Over the past year, the bancassurance channel has staged a robust recovery, emerging as the core pillar supporting industry growth.
The bancassurance channel's annual premium equivalent for the life insurance industry grew by 10% year-on-year in 2025. However, this strong comeback is not a universal upswing but rather reveals a pattern of polarization. The "Big Seven" life insurers saw a collective 48% year-on-year increase, with Ping An Life Insurance leading the bancassurance APE ranking with a staggering 163% growth rate. In stark contrast, many small and mid-sized insurers, along with some bank-affiliated insurers, are mired in growth difficulties, with several bank-backed insurers experiencing double-digit premium declines. The "Matthew Effect" in the industry is intensifying, accelerating the concentration of market resources towards the leading players.
The high-growth trend in bancassurance, dominated by top insurers, results from the confluence of multiple factors. On one hand, over two years since the implementation of the "Fee Reporting Compliance" policy, industry competition on costs has rationalized, significantly reducing channel expense costs and directly boosting the value of bancassurance business. On the other hand, the lifting of the "1+3" restriction on bank branch partnerships has allowed leading institutions to accelerate their capture of high-quality bank branch resources, continuously strengthening their market share gains. Catalyzed by these policy tailwinds, the bancassurance channel is rapidly moving beyond traditional distribution models towards a high-quality operational model centered on "strategic synergy and ecosystem co-creation."
In 2026, the ongoing release of household deposit reallocation demand is injecting strong growth momentum into the bancassurance market, pushing industry competition into deeper waters. How will leading insurers leverage their resource endowments and channel advantages to precisely capture this historic opportunity and further consolidate their market positions? Conversely, how can small and mid-sized insurers break through resource bottlenecks to carve out differentiated development paths? Looking back at the 2025 bancassurance restructuring, Ping An Life Insurance, CITIC Prudential Life Insurance, and MetLife, representing the Big Seven, bank-affiliated, and joint-venture insurers respectively, achieved rapid growth, demonstrating the diverse possibilities of bancassurance model transformation. Their experiences may offer practical references for the industry to break new ground.
In recent years, banks have an urgent need to increase their non-interest income. Coupled with the features of increasing whole life insurance products—simple structure, high cash value, and higher sales commissions compared to short and medium-term regular premium products—this has jointly driven the growth of APE in the bancassurance channel.
Data from Guojin Securities shows that from 2019 to 2023, the compound annual growth rate of bancassurance APE was 16.2%, while the CAGR for new standard premium bills in bancassurance and agency channels fell by 4.9% and 10.9%, respectively, over the same period.
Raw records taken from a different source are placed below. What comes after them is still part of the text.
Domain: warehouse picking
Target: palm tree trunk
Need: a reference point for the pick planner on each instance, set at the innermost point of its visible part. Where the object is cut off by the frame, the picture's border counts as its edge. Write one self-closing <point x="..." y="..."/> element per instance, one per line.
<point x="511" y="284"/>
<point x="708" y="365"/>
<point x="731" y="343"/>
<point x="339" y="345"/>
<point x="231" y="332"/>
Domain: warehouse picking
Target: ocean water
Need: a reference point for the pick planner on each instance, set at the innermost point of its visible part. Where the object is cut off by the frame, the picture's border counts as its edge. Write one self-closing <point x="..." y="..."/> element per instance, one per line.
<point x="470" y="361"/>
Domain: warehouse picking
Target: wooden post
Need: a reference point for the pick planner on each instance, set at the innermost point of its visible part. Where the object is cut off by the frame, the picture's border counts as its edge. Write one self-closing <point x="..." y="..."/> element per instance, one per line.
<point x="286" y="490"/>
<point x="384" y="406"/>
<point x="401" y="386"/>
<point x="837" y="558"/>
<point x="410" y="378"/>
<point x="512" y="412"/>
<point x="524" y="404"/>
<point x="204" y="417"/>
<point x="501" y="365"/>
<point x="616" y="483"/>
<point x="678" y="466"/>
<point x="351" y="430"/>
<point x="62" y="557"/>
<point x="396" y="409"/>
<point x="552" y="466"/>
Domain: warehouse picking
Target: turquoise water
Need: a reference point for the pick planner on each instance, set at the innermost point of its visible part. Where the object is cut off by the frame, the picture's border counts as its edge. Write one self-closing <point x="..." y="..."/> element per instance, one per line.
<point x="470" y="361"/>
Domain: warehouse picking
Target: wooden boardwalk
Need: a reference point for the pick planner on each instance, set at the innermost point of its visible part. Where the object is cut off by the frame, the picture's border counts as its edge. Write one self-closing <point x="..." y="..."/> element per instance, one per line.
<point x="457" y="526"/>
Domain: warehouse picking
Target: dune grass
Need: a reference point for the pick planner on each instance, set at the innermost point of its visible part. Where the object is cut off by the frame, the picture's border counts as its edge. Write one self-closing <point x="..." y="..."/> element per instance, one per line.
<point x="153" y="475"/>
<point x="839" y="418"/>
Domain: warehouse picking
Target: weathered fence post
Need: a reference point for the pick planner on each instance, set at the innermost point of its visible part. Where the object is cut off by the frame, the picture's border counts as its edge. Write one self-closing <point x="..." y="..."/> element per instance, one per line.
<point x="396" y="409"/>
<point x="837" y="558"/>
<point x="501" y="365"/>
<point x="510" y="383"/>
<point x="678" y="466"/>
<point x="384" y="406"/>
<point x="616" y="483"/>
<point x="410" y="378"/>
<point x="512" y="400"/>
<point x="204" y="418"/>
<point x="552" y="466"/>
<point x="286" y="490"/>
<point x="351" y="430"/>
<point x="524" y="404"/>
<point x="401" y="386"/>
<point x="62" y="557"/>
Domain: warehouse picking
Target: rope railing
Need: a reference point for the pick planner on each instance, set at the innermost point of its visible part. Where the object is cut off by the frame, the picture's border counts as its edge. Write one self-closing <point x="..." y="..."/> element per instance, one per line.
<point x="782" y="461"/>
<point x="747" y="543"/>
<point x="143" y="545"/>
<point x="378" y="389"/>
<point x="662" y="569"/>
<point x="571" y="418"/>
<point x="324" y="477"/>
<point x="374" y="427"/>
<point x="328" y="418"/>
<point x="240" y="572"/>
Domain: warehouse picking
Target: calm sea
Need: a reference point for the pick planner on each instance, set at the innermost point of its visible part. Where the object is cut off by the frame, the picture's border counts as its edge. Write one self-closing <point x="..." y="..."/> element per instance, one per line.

Large insurers have significantly increased their focus on bancassurance channel development. In 2023, the market share of new standard premium bills for the Big Seven insurers' bancassurance business increased by 15.6 percentage points from 2019 to 23.8%, indicating an initial concentration in the industry.
In August 2023, the National Financial Regulatory Administration vigorously promoted the implementation of "Fee Reporting Compliance," imposing constraints on bancassurance channel commissions. This policy requires that the expense ratios reported by insurers to regulators must be completely consistent with those actually implemented, prohibiting hidden fee arbitrage. This has led to unified industry commission standards, with rates set at 18% for ten-year pay products and 14% for five-year pay products, directly compressing the space for the traditional extensive development model of "competing on costs and chasing scale."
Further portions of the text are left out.